Ogni tanto le intricate fanno sorridere, quando, ovviamente, sono a lieto fine.
E’ questo il caso di “Agony Gift Of Life”: il disco è pronto per esser lanciato sul mercato dalla fine del 2005, ma a causa di varie vicissitudine, vede la luce, finalmente, soltanto ora, a metà 2007.
Il risultato ottenuto dalla melodic power metal band (come loro stessi si definiscono) svedese è discreto, guardando anche alla schiettezza di questi cinque ragazzi, attivi già dal 1992. Difatti se da un lato il sound della band richiama senza mezzi termini i capostipiti del power metal (Helloween e Gamma Ray su tutti), dall’altro loro stessi affermano di aver iniziato a suonare proprio per fare musica nello stile di queste band, citando inoltre anche i Blind Guardian, la cui influenza si può sentire se si va ad ascoltare l’epica titletrack “Gift Of Life”.
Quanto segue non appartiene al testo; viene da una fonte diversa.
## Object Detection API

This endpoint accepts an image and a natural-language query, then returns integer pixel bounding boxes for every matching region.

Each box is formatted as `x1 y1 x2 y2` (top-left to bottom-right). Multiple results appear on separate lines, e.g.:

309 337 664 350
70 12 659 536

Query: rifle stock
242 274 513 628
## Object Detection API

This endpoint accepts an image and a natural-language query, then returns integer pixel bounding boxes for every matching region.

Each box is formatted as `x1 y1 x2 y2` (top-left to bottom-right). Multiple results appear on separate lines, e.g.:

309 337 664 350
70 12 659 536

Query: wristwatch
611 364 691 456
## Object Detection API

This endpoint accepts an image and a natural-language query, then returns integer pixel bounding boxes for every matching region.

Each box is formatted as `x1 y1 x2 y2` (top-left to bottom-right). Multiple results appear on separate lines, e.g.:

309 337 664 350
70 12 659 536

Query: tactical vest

Questo cd è il quarto nella carriera degli Insania, e arriva a quattro anni di distanza dal precedente lavoro; in questo lungo tempo il combo scandinavo ha cambiato vari elementi nella lineup, dove ora figurano l’ottimo tastierista Dimitri Keiski (autore tra le altre cose di un bel duetto con il singer Ola Halén sulla già citata Gift Of Life) e il chitarrista Peter Östros, che con la sua unica chitarra offre una prova positiva, non facendo rimpiangere la coppia di axemen che lo hanno preceduto.
Tuttavia anche i membri stabili della band, a partire dal batterista-fondatore Mikko Korsbäck, compiono il loro lavoro con grande professionalità.
Fin dal primo ascolto, dopo essere stati accolti da un’apertura strumentale, si viene presi per mano dal coinvolgente sound della band e il disco scivola via veloce e divertente, con canzoni che mostrano un buon songwriting e un’ottima tecnica: il tutto è condito da una produzione azzeccata.
Songs come "Dreams", "Fight for life" e "Times of glory" spiccano sulle restanti, senza risultare eccezionali, ne vanno neppure a sminuire il resto del lavoro.
“Agony Gift Of Life”: un album onesto, senza troppe pretese ma che mostra una band che meriterebbe forse un po’ più di attenzione all’interno del morente panorama del power metal.